The club need to get out ahead of this story less they become a poster child for exactly the sort of "all lives matter” troglodytes they deplore, and hopefully if he’s minded to do so then Les Ferdinand will be front and centre Monday morning with a big fat "errrr, excuse me…” interview. But being hectored to by Sky Television, a broadcaster without a black executive among its management team, a broadcaster without a senior black commissioning editor, a broadcaster that has frequently sought out John Terry’s input as a pundit? Nah. Not a chance mate. Into the fucking sea with you.

A miserable, embittered end to a night that had promised so much.

Links >>> Photo Gallery >>> Ratings and Reports >>> Message Board Match Thread

Coventry: Marosi 6; Ostigard 6, McFadzean 6, Hyam 6; Dabo 7, Shipley 6 (Sheaf 90, -), Giles 7, Allen 7, Hamer 7; Godden 7, O’Hare 7

Subs not used: Mason, Rose, Pask, Walker, Bakayoko, Billson

Goals: Godden 44 (assisted Giles), O’Hare 50, McFadzean 84 (assisted Hamer)

Bookings: Shipley 60 (foul)

QPR: Lumley 5; Kakay 5, Dickie 5, Barbet 5, Wallace 3; Carroll 5 (Smyth 71, 5), Cameron 5; Osayi-Samuel 6, Amos 5 (Ball 82, -), Chair 5 (Thomas 82, -); Dykes 5

Subs not used: Kane, Oteh, Masterson, Kelly

Goals: Dykes 41 (penalty, won Osayi-Samuel), Barbet 75 (assisted Chair)

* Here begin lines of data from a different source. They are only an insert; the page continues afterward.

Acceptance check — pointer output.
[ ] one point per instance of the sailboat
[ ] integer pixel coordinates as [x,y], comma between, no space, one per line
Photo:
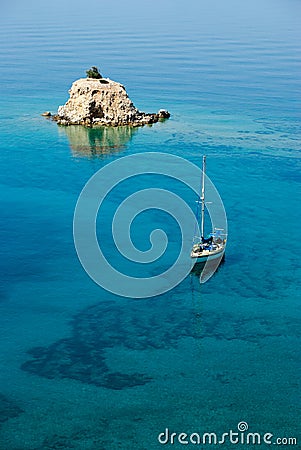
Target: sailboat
[213,246]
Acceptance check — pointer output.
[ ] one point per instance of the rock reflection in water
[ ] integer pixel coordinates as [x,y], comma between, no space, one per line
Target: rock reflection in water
[85,141]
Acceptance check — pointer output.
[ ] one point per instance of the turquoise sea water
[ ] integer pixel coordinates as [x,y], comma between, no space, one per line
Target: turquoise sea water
[80,367]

Bookings: Chair 65 (foul), Wallace 88 (foul)

QPR Star Man — Bright Osayi-Samuel 6 Best of a pretty mediocre bunch.

Referee — Steve Martin (Beverley Hills) 7 There’s one angle of the QPR penalty where it looks like McFadzean has got a good toe on the ball, but first look at normal speed and from most replay angles it looks a penalty. Very poor call to penalise Dykes for handball in the first half when he was running clear and had obviously been fouled himself. Not too bad overall though.